LP evaluation summary for Scenario 2
The refinery linear program (LP) simulation was used to evaluate the impact of future fuel demands for each configuration. Figure 2 shows the product slate for the initial 
refinery configuration and the revamp configuration changes assumed to meet the future demands.
Table 3 summarises the LP simulation for Scenarios 1 and 2.

Petrochemical naphtha production in years subsequent to 2030 was eliminated in Scenario 2, increasing the yield of higher value products.

The refinery unit capacities as a function of time in the Scenario 2 analysis are compared to Scenario 1 in Figure 3. Similar to Scenario 1, the largest process unit is the DHT, with approximately 100000 b/d capacity in both scenarios. The CU for vacuum residue conversion, and the naphtha complex NHT, CNR and isomerisation units also are similar in capacity. The key difference in capacities is between the HC and FCC units. In Scenario 2, the production of New Fuel allows for the FCC unit to be fully utilised, requiring a much smaller HC unit, at 18 000 b/d compared to 61000 b/d in Scenario 1. The conversion unit capacities are contrasted in Figure 4 for Scenario 1 and Scenario 2.

The blend stocks required for the 100 RON gasoline product for Scenarios 1 and 2 are compared in Figure 5. Since there is a higher feed rate to the FCC in the New Fuel scenario, more alkylate is produced, and the higher FCC conversion also increases MTBE production, minimising the amount of MTBE to be purchased. The decrease in imported high octane blend stocks increases profitability.

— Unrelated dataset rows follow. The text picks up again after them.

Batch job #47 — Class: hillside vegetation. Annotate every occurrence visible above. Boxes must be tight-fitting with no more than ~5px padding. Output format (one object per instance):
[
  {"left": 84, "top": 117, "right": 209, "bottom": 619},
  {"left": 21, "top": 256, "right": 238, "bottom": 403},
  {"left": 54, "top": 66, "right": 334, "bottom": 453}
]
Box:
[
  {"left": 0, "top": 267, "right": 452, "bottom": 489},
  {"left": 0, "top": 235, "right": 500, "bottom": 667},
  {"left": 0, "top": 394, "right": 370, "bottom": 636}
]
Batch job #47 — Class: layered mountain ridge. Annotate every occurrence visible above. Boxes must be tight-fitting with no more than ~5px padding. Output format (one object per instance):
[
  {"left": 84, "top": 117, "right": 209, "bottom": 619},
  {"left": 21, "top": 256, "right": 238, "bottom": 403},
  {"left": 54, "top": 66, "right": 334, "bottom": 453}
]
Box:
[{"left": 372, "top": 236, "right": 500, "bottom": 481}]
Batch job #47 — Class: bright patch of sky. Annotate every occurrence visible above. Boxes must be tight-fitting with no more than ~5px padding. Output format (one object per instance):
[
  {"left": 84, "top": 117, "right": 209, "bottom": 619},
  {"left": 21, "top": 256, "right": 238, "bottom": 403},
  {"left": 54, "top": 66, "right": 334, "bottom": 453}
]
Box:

A key benefit of producing New Fuel is the capability to upgrade isomerate to New Fuel rather than selling it as naphtha. All of the isomerate is blended into New Fuel whereas 7000 b/d was sold in Scenario 1. The key limiting specification for the New Fuel blend is the specific gravity. However, since the endpoint can be higher than gasoline, some kerosene is blended to increase the gravity and energy content. New Fuel provides the refiner with significant product blending flexibility and a value added disposition for low octane naphtha streams.